Demasiadas cosas para una mañana de viernes...
-El plástico que se rompió del mecanismo del inodoro (esto no tiene que ver con el viaje, pero suma a la causa).
-Los kioskeros que no te dan monedas.
-Los sindicalistas que hacen lo que se les canta y después salen en la tele hablando de derechos.
-Un gobierno de pseudoizquierda que le da poder a esos sindicalistas.
-La gente que te llama al celular mientras estas colgado del colectivo.
-Los colectivos que se hacen muy angostos en el fondo.
-Los que suben/bajan/recorren el colectivo con la mochila colgada al hombro.
-El que cierra la ventana del último asiento (ese que está sobre el motor)
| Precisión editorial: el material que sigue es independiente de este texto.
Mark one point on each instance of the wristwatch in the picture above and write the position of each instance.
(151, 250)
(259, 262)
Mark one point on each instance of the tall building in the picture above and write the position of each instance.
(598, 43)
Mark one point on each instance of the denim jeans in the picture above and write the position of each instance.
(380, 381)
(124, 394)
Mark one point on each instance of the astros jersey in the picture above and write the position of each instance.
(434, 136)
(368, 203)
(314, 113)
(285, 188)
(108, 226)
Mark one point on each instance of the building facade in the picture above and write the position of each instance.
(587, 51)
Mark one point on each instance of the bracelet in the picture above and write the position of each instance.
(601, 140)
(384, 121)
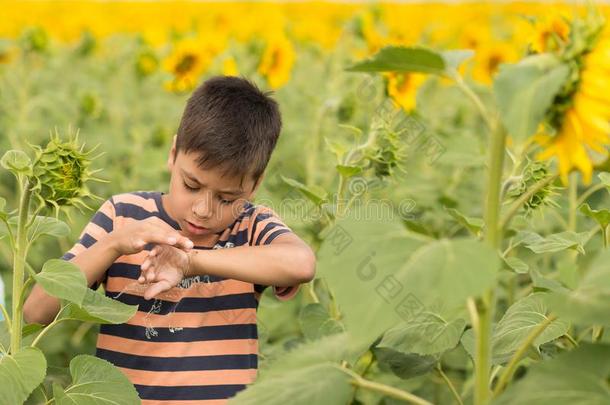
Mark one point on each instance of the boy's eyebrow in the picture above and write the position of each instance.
(193, 178)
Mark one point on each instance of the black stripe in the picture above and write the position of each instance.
(183, 363)
(188, 392)
(216, 332)
(275, 235)
(103, 221)
(260, 288)
(188, 304)
(87, 240)
(239, 239)
(265, 230)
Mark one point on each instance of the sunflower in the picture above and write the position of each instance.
(489, 57)
(277, 61)
(549, 32)
(229, 67)
(187, 62)
(583, 136)
(402, 88)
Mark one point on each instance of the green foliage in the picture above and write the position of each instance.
(576, 377)
(20, 374)
(95, 381)
(525, 91)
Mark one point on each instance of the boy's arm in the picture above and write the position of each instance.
(274, 257)
(285, 262)
(99, 245)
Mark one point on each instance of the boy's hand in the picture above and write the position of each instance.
(132, 238)
(165, 267)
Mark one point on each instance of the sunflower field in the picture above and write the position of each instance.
(447, 162)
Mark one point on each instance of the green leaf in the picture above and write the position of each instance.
(404, 365)
(605, 178)
(337, 148)
(20, 374)
(316, 322)
(454, 58)
(96, 381)
(602, 217)
(369, 254)
(402, 59)
(542, 283)
(428, 333)
(48, 226)
(557, 242)
(348, 171)
(519, 321)
(315, 194)
(16, 161)
(588, 304)
(517, 265)
(577, 377)
(100, 309)
(474, 225)
(322, 383)
(525, 91)
(63, 280)
(327, 349)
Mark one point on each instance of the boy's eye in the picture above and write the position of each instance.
(189, 187)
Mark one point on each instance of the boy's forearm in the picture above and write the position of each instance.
(280, 265)
(41, 307)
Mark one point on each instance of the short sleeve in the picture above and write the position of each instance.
(265, 226)
(100, 225)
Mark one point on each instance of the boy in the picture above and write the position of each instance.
(194, 337)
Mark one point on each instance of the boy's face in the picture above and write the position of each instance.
(201, 200)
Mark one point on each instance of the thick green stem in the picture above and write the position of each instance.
(386, 390)
(493, 236)
(507, 375)
(573, 202)
(19, 266)
(447, 381)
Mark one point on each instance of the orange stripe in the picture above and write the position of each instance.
(194, 320)
(268, 234)
(177, 349)
(186, 378)
(197, 402)
(148, 204)
(201, 289)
-Las viejas que se desesperan por el asiento que se libera a 20 metros de ellas.
-Las calles angostas del Centro.
-Las calles aún más angostas del Centro por las obras del gobierno de la "H".
-Los que forman cinco hileras en una esquina para pasar por una calle donde sólo entra un vehículo por vez.
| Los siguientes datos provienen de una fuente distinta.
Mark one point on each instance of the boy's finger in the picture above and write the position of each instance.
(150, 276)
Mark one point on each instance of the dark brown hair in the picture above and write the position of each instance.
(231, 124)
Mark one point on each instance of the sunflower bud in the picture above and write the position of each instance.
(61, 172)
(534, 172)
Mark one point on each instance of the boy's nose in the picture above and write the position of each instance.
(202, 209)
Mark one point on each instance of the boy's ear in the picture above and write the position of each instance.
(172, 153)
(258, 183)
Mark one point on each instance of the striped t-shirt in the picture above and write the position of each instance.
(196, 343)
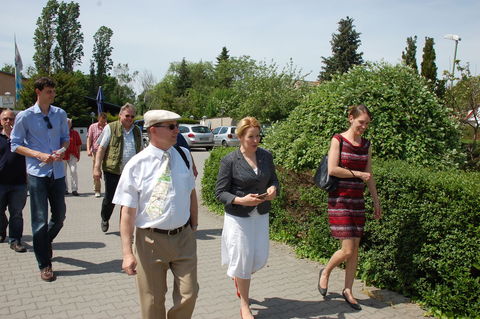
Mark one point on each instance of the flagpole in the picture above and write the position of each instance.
(18, 72)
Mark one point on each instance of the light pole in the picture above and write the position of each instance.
(455, 38)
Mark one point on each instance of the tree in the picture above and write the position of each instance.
(410, 53)
(102, 62)
(44, 38)
(429, 68)
(410, 124)
(183, 81)
(223, 73)
(69, 48)
(344, 48)
(464, 100)
(223, 56)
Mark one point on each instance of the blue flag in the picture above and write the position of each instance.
(99, 100)
(18, 73)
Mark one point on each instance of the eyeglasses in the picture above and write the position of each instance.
(47, 120)
(171, 127)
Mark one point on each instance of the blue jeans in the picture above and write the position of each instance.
(14, 197)
(44, 190)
-Los que estacionan sobre Viamonte sabiendo que el tránsito es un caos.
-Los que estacionan en doble fila sobre Viamonte sabiendo que el tránsito es un caos.
-Los que estacionan sobre la mano izquieda de Viamonte sabiendo que el tránsito es un caos.
-Aquellos que tocan bocina sabiendo que no tendrá ningún resultado útil.
-Los que se quejan de todo (irónicamente, ahora me toca a mí) y te dicen que en otro país "estas cosas no pasan".
Demasiadas cosas para una mañana de viernes...
martes, diciembre 09, 2008
Hablemos de las hormigas asesinas
El día de ayer, por ser feriado, lo pasé sentado en mi casa sentado y estudiando (¡una fiesta bárbara!). Mirando el techo encontramos con mi señora madre un caminito de hormigas, simil hormiguero. En tanto ella, ávida de manos, tomo el matainsectos naranja (ese para el hogar) y le tiró reiteradas veces. Resultado de dicha acción, unas cuantas hormigas cayeron despaturradas sobre el suelo. Pasados unos minutos, nuevamente unas hormigas osaron seguir el camino de las anteriores, por lo que, repetida la acción anterior, unas cuantas hormigas volvieron a caer. Por último, viendo la insistencia de éstos insectos, decidimos revisar el techo por su parte superior, viendo que unas cuantas más se encontraban desfilando por ese lado. Así fue que, aumentando la dosis aerosolífera, les tiramos a esas desgraciadas desde arriba. Fue increíble ver la cantidad de hormigas que salieron por la parte inferior. No sé si cientos, pero decenas seguro. Asombrado, exclamé: "Nunca ví tantos bichos juntos", a lo que mi madre se burló reiteradamente de mí. Debo admitirlo, soy una rata de ciudad. Pero lo que más me preocupa no es eso, sino que estos diminutos seres tomen revancha de mí y sea atormentado por sus fantasmagóricos espectros formícidos. "Hormiguicidio", lo calificarían.
PD: Esta historia me recuerda a un flaco que le decían "Raid", porque tenía muertos a todos los bichos.
PD: Esta historia me recuerda a un flaco que le decían "Raid", porque tenía muertos a todos los bichos.